政府専用機、777-300ERが最有力 777-9Xは間に合わず


 ボーイング・ジャパンのジョージ・L・マフェオ社長は5月14日、次期政府専用機として、ボーイング777-300ER型機を提案していることを明らかにした。

ボーイング・エバレット工場の777最終組立ライン=14年4月 PHOTO: Tadayuki YOSHIKAWA/Aviation Wire
 政府専用機は現在、747-400を2機運用しているが、2019年度に2機導入する新たな機体に置き換える予定。政府は選定条件として、米国東海岸へ直航できることや、貴賓室や執務室など要人輸送に必要な装備を備えるスペースがあること、将来にわたり国内の航空会社が整備できることなどを挙げている。

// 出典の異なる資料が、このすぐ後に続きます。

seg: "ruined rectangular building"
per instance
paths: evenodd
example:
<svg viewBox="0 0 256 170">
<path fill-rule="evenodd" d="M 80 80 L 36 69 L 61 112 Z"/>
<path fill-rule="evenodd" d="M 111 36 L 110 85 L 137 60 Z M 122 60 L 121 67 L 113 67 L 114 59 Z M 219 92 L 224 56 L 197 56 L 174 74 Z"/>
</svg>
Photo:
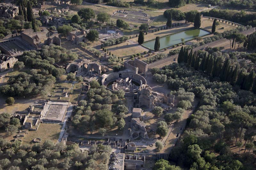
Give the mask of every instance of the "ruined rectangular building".
<svg viewBox="0 0 256 170">
<path fill-rule="evenodd" d="M 19 15 L 19 8 L 11 4 L 0 4 L 0 17 L 13 18 Z"/>
</svg>

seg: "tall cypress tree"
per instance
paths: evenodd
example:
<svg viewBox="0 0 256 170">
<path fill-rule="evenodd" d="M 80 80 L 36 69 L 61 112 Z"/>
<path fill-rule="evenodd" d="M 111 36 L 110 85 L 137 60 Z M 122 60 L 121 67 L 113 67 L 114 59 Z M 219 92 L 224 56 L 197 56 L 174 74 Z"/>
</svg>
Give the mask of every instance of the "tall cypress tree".
<svg viewBox="0 0 256 170">
<path fill-rule="evenodd" d="M 213 59 L 212 56 L 209 57 L 210 58 L 209 60 L 209 63 L 207 64 L 208 66 L 206 70 L 206 72 L 207 74 L 209 76 L 212 76 L 212 69 L 213 68 L 213 65 L 214 64 L 214 62 L 213 61 Z"/>
<path fill-rule="evenodd" d="M 195 66 L 195 63 L 196 62 L 196 52 L 195 52 L 193 54 L 193 56 L 192 57 L 192 60 L 191 61 L 191 64 L 190 65 L 191 65 L 191 67 L 194 68 Z"/>
<path fill-rule="evenodd" d="M 199 70 L 202 70 L 203 71 L 204 71 L 204 62 L 205 61 L 205 56 L 204 56 L 203 57 L 203 59 L 202 59 L 202 61 L 201 62 L 201 63 L 200 64 L 200 66 L 199 67 Z"/>
<path fill-rule="evenodd" d="M 229 72 L 228 68 L 229 67 L 229 60 L 228 59 L 227 59 L 224 63 L 224 64 L 222 66 L 220 75 L 220 80 L 222 81 L 227 81 L 228 75 Z"/>
<path fill-rule="evenodd" d="M 232 42 L 232 48 L 234 46 L 234 42 L 235 42 L 235 38 L 233 39 L 233 41 Z"/>
<path fill-rule="evenodd" d="M 214 68 L 214 69 L 215 70 L 215 77 L 218 77 L 220 76 L 222 68 L 222 65 L 220 62 L 220 57 L 218 57 L 217 58 L 217 62 L 216 68 Z"/>
<path fill-rule="evenodd" d="M 35 18 L 33 18 L 32 20 L 32 28 L 34 30 L 34 32 L 36 32 L 37 31 L 37 27 L 36 24 L 36 19 Z"/>
<path fill-rule="evenodd" d="M 170 12 L 168 15 L 168 18 L 167 18 L 167 22 L 166 23 L 166 26 L 168 27 L 171 28 L 172 27 L 172 12 Z"/>
<path fill-rule="evenodd" d="M 208 65 L 208 64 L 210 62 L 210 54 L 208 55 L 208 56 L 206 56 L 206 53 L 205 53 L 204 54 L 204 57 L 205 57 L 205 60 L 204 61 L 204 65 L 203 66 L 203 71 L 204 72 L 206 71 L 206 69 L 207 68 L 207 66 Z"/>
<path fill-rule="evenodd" d="M 24 15 L 24 19 L 25 19 L 25 21 L 28 21 L 28 14 L 27 13 L 27 11 L 26 8 L 24 7 L 23 4 L 21 3 L 21 8 L 23 11 L 23 14 Z"/>
<path fill-rule="evenodd" d="M 242 88 L 243 85 L 244 84 L 244 73 L 241 70 L 238 75 L 236 83 L 236 85 L 240 87 L 241 88 Z"/>
<path fill-rule="evenodd" d="M 188 62 L 188 49 L 186 48 L 186 51 L 185 51 L 185 53 L 184 54 L 184 63 L 187 63 L 187 62 Z"/>
<path fill-rule="evenodd" d="M 215 32 L 216 30 L 216 19 L 214 19 L 213 22 L 212 23 L 212 33 L 213 33 Z"/>
<path fill-rule="evenodd" d="M 32 6 L 30 3 L 30 1 L 28 2 L 28 6 L 27 7 L 27 13 L 28 14 L 28 21 L 32 22 L 33 18 L 34 18 L 33 14 L 33 10 L 32 9 Z"/>
<path fill-rule="evenodd" d="M 183 61 L 183 55 L 184 49 L 183 46 L 181 47 L 181 48 L 180 50 L 180 52 L 179 53 L 179 55 L 178 55 L 178 59 L 177 61 L 178 63 L 180 63 Z"/>
<path fill-rule="evenodd" d="M 23 10 L 22 9 L 22 7 L 20 4 L 19 6 L 19 15 L 24 17 L 24 13 L 23 12 Z"/>
<path fill-rule="evenodd" d="M 154 49 L 156 51 L 157 51 L 160 48 L 160 41 L 159 37 L 156 37 L 156 41 L 155 42 L 155 46 Z"/>
<path fill-rule="evenodd" d="M 199 63 L 200 63 L 200 57 L 197 55 L 196 56 L 196 63 L 195 63 L 194 68 L 196 70 L 198 70 L 199 69 Z"/>
<path fill-rule="evenodd" d="M 232 78 L 230 84 L 232 85 L 235 85 L 236 83 L 238 77 L 238 67 L 237 65 L 232 74 Z"/>
<path fill-rule="evenodd" d="M 140 44 L 142 44 L 144 42 L 144 35 L 142 31 L 140 31 L 138 38 L 138 43 Z"/>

 マフェオ社長は「最適な機体は747-8だが、日本航空(JAL、9201)も全日本空輸(ANA)も747を退役させており、政府が挙げる条件に合わない。2番目に大きい機体として777-300ERを選択した」と語った。

 777-300ERの後継機777-9Xについては、「初号機の引き渡し予定が2020年のため、納入時期に間に合わない」(マフェオ社長)と、選外になった理由を述べた。また、「777-300ERはあと20年は日本の空を飛び続けるだろう」として、国内航空会社による整備も問題ないとの見方を示した。